SABCS Report: Tackling the Optimal Use of Established Therapies

Ben Leach
Published: Wednesday, Feb 06, 2013
Dr. Debu Tripathy
Debu Tripathy, MD

Dr. William Gradishar
William Gradishar, MD
The search for the appropriate duration of therapy for long-term treatment of patients with breast cancer and the continuing challenges of identifying which patients would benefit from novel treatments were among the most-discussed topics at the 2012 CTRC-AACR San Antonio Breast Cancer Symposium in Texas.

More than 1000 abstracts were featured during the symposium, which drew approximately 7500 oncologists, researchers, and other oncology specialists from around the world to the Henry B. Gonzalez Convention Center.

Much of the discussion revolved around whether more treatment translates into a greater clinical benefit. In the case of tamoxifen and fulvestrant (Faslodex), women with hormone-responsive breast cancer may benefit from longer durations or higher doses of these therapies in the long-term, research indicated. However, that was not the case with trastuzumab (Herceptin), where one year of therapy appeared to have just as much benefit as two years of the drug for HER2-positive breast cancer.

Finding the right therapies has also proved challenging. Multiple studies failed to show that bevacizumab (Avastin) improved survival across all breast cancer patients, though some subgroups may experience modest benefits.

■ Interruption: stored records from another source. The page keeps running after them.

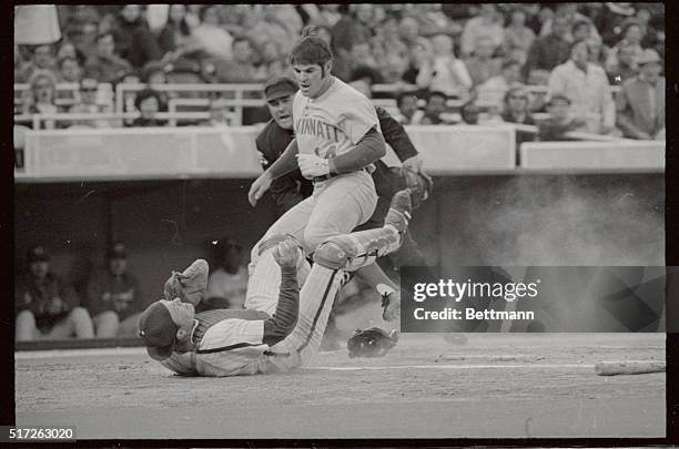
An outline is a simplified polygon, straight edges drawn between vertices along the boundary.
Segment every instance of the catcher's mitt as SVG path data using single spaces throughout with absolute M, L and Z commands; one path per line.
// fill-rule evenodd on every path
M 383 357 L 398 341 L 398 330 L 385 333 L 377 327 L 356 330 L 346 343 L 349 357 Z
M 426 173 L 415 173 L 407 169 L 401 169 L 401 174 L 405 178 L 406 186 L 412 192 L 413 210 L 416 210 L 432 195 L 434 181 Z

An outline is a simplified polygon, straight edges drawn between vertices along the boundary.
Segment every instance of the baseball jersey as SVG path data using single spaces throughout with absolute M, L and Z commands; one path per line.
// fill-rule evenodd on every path
M 337 78 L 316 99 L 297 92 L 293 119 L 300 154 L 323 159 L 348 152 L 372 127 L 381 130 L 371 101 Z
M 216 309 L 195 315 L 191 339 L 194 351 L 172 353 L 161 365 L 184 376 L 239 376 L 264 373 L 264 322 L 257 310 Z

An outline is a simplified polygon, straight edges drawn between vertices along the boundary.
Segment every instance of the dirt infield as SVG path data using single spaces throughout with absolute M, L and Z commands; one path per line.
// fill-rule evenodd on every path
M 404 335 L 379 359 L 322 353 L 286 375 L 182 378 L 143 349 L 16 355 L 17 425 L 82 439 L 663 437 L 662 334 Z

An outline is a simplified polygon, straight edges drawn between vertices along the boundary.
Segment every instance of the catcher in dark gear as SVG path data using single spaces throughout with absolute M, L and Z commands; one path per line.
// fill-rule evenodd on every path
M 396 346 L 401 334 L 393 329 L 386 333 L 377 327 L 356 330 L 346 341 L 349 357 L 384 357 L 389 349 Z

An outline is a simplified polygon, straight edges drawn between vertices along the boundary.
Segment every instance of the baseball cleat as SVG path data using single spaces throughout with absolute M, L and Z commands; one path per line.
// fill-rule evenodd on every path
M 197 305 L 205 296 L 209 272 L 207 262 L 202 258 L 194 261 L 182 273 L 172 272 L 163 288 L 165 299 L 180 298 L 183 303 Z
M 393 322 L 401 317 L 401 292 L 385 284 L 375 287 L 382 296 L 382 319 Z
M 389 211 L 384 217 L 384 224 L 391 225 L 398 231 L 398 234 L 404 234 L 408 227 L 408 221 L 412 218 L 413 200 L 411 198 L 411 190 L 404 188 L 398 191 L 392 197 Z

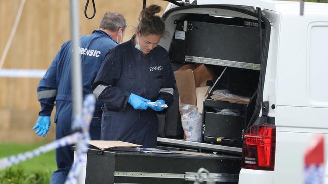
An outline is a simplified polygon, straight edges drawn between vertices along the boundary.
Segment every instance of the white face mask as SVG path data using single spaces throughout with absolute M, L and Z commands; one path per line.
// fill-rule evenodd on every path
M 137 37 L 137 44 L 136 44 L 136 46 L 134 46 L 134 47 L 141 51 L 141 48 L 140 48 L 140 45 L 139 44 L 139 39 L 140 39 L 140 36 Z

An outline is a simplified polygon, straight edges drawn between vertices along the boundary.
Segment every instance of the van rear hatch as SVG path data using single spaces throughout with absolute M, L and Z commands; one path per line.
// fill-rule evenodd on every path
M 268 19 L 262 17 L 259 24 L 256 7 L 274 11 L 275 6 L 268 1 L 198 0 L 197 3 L 172 8 L 165 13 L 169 35 L 162 38 L 159 45 L 169 51 L 174 69 L 193 63 L 204 64 L 213 68 L 216 77 L 212 90 L 204 100 L 203 109 L 199 110 L 203 113 L 204 128 L 202 143 L 197 144 L 220 145 L 222 149 L 215 152 L 241 158 L 240 152 L 237 153 L 241 149 L 240 141 L 250 122 L 258 117 L 261 108 L 270 33 Z M 210 99 L 212 92 L 221 89 L 250 97 L 250 103 L 217 103 Z M 240 114 L 222 115 L 217 108 L 223 106 L 237 108 L 235 110 Z M 234 125 L 231 130 L 220 129 L 229 129 L 229 125 Z M 210 127 L 207 129 L 209 131 L 206 127 Z M 236 133 L 226 134 L 233 131 Z M 158 138 L 158 142 L 163 148 L 202 150 L 202 146 L 195 147 L 194 144 L 174 140 Z M 210 149 L 207 151 L 213 152 Z M 234 165 L 240 168 L 239 164 Z

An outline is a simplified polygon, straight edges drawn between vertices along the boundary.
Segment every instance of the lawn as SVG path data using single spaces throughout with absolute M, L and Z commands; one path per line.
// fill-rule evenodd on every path
M 31 151 L 45 144 L 0 143 L 0 158 Z M 56 168 L 53 150 L 0 170 L 0 183 L 48 183 Z

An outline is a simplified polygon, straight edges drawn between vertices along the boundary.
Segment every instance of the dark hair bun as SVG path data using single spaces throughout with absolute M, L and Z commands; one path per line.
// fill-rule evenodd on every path
M 153 16 L 157 13 L 160 12 L 163 9 L 161 6 L 157 5 L 150 5 L 149 7 L 144 8 L 139 15 L 139 21 L 141 21 L 143 18 L 148 19 L 150 16 Z

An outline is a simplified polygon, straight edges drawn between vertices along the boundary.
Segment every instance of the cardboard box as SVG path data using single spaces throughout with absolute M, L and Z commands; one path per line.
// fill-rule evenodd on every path
M 206 87 L 208 80 L 213 80 L 214 72 L 203 64 L 186 64 L 175 71 L 174 76 L 181 103 L 197 105 L 196 88 Z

After gaining approval more than a year ago in later lines of therapy, eribulin mesylate (Halaven) for earlier-line therapy has failed to show superiority over capecitabine (Xeloda), a drug that has been widely available for a longer period of time.

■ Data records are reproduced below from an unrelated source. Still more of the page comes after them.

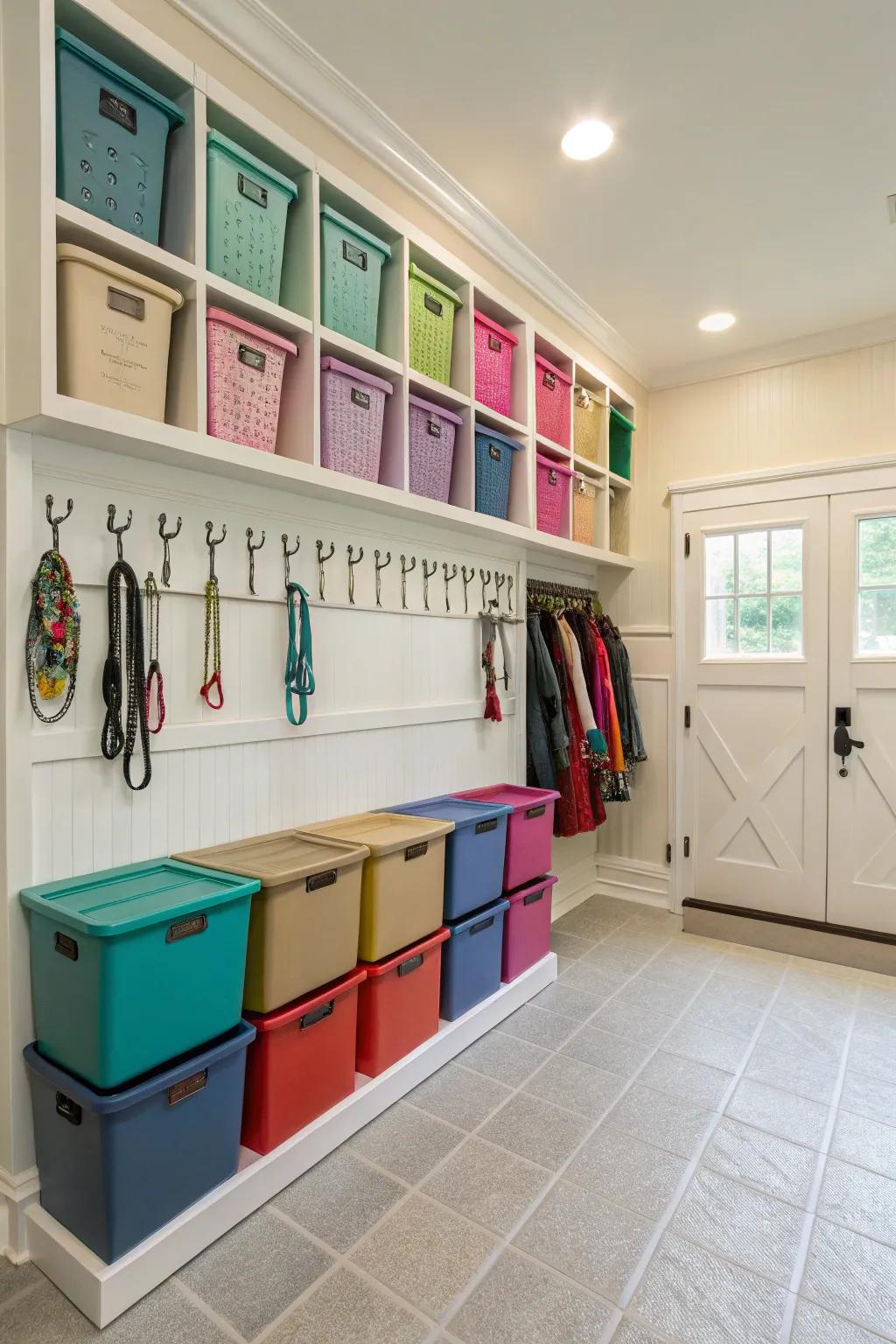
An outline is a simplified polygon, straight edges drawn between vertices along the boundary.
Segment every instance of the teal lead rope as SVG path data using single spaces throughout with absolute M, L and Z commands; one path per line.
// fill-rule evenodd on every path
M 298 648 L 296 648 L 296 595 L 298 594 Z M 308 696 L 314 694 L 314 667 L 312 659 L 312 618 L 308 612 L 308 593 L 301 583 L 286 585 L 289 638 L 286 641 L 286 718 L 300 728 L 308 718 Z M 298 696 L 300 714 L 296 718 L 293 696 Z

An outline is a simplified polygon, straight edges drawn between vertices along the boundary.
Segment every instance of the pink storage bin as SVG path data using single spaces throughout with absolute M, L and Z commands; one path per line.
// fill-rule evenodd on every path
M 234 317 L 220 308 L 206 313 L 208 348 L 208 433 L 231 444 L 277 449 L 279 394 L 292 340 Z
M 473 310 L 476 399 L 501 415 L 510 414 L 510 364 L 519 339 L 485 313 Z
M 321 360 L 321 466 L 375 481 L 392 384 L 326 355 Z
M 535 427 L 560 448 L 570 446 L 572 421 L 572 379 L 551 364 L 544 355 L 535 356 Z
M 508 891 L 504 917 L 501 980 L 506 985 L 551 952 L 551 896 L 557 879 L 548 874 L 519 891 Z
M 560 536 L 570 516 L 570 478 L 572 469 L 551 457 L 536 453 L 536 526 L 539 532 Z
M 455 798 L 497 802 L 513 808 L 508 816 L 508 843 L 504 852 L 504 890 L 512 891 L 535 882 L 551 867 L 553 836 L 553 802 L 556 789 L 529 789 L 523 784 L 492 784 L 485 789 L 466 789 Z
M 454 411 L 424 402 L 422 396 L 408 396 L 410 461 L 408 484 L 411 495 L 424 495 L 430 500 L 447 504 L 454 462 L 454 434 L 463 421 Z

Some emerging therapies appear to have promise, such as a novel drug that significantly improved progression- free survival in women with estrogen receptor (ER)-positive breast cancer.

In interviews with OncologyLive, Debu Tripathy, MD, co-leader of the Women’s Cancer Program and professor of Medicine at the University of Southern California/ Norris Comprehensive Cancer Center in Los Angeles, California, and William Gradishar, MD, Betsy Bramsen Professorship of Breast Oncology and a professor of Medicine-Hematology/Oncology at Northwestern University Feinberg School of Medicine in Chicago, Illinois, discussed their views of the most important abstracts presented during the symposium.

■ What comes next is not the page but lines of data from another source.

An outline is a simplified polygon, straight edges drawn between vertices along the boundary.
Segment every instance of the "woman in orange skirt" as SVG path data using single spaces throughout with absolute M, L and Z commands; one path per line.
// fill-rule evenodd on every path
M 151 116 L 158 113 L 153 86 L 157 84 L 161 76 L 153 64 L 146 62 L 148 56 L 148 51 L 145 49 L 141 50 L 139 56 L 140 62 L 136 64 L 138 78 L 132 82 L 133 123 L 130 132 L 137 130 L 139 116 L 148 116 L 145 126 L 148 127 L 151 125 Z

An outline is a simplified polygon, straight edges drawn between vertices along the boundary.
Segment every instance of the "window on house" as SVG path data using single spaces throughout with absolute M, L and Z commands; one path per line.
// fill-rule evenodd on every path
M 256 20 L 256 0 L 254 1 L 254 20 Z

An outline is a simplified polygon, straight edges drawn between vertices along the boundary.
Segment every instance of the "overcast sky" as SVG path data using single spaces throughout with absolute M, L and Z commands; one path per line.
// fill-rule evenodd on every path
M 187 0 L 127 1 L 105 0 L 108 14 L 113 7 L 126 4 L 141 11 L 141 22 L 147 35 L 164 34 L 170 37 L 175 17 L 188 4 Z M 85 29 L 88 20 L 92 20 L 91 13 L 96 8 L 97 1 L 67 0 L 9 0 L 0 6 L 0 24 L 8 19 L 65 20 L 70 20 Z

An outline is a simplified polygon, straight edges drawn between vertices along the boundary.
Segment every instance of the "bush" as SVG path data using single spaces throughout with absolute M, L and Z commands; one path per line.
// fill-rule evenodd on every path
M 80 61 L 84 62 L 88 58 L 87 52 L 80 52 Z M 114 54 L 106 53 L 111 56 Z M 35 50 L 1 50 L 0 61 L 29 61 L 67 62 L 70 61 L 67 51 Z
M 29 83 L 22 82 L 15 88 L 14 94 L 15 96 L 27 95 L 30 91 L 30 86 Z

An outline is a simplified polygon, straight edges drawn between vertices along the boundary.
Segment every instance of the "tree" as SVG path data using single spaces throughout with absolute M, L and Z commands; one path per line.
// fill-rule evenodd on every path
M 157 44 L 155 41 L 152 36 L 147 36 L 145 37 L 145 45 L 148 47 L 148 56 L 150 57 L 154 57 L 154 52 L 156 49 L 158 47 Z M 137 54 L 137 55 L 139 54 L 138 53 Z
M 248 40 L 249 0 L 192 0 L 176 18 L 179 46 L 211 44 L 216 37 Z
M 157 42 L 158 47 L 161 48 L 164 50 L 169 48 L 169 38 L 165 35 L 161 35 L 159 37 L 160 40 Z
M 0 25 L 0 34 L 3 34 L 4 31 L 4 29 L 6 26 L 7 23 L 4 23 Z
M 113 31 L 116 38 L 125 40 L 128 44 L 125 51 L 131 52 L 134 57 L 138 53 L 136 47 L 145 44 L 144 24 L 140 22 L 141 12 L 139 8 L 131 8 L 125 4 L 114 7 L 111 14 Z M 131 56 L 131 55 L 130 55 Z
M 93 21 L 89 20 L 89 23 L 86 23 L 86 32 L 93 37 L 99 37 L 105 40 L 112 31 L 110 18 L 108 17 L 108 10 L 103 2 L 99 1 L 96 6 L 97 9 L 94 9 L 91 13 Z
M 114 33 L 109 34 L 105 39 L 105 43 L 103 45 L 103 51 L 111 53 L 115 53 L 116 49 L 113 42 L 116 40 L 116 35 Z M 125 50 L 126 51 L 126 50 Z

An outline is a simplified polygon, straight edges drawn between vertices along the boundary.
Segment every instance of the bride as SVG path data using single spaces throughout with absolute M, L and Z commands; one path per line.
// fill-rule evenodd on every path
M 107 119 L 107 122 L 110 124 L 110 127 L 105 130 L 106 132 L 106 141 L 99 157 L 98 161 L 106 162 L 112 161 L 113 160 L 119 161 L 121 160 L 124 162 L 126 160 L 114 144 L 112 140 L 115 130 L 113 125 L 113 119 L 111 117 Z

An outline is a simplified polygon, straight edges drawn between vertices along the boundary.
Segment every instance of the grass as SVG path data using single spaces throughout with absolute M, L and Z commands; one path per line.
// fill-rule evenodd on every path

10-Year Tamoxifen Regimen Superior

A large study involving women with ER-positive breast cancer found that patients who received 10 years of treatment with tamoxifen had fewer recurrence events and fewer deaths than patients who received five years of treatment with the drug.1

“Ongoing hormonal therapy is something that has been investigated, but we have very little data beyond five years of treatment,” Tripathy said. “We know in the case of tamoxifen that five years is certainly better than one or two years, but we also know that after five years of therapy, patients are still at risk for recurrence.”

The ATLAS trial enrolled 6846 women with ER-positive breast cancer between 1996 and 2005. All of the women used tamoxifen for at least four years, after which patients were randomized to either continue treatment with tamoxifen for another five years or stop treatment with tamoxifen immediately.

Gradishar said that the most striking aspect was that researchers observed little difference in recurrence rates and death rates between the two groups in years five through nine. However, during the second decade after diagnosis, patients who continued on tamoxifen for 10 years had a 25% lower recurrence rate and a 29% lower breast cancer mortality rate compared with women who received tamoxifen for five years.

Overall, the risk for death from breast cancer between five and 14 years after diagnosis was 12.2% in patients who received 10 years of tamoxifen compared with 15% in patients who stopped taking tamoxifen after five years, with the greatest benefit being observed between years 10 and 14. Patients who continue on tamoxifen are at risk for developing endometrial cancer, though the disease is generally curable and the reduced risk of death from breast cancer heavily outweighs the risk of death from endometrial cancer.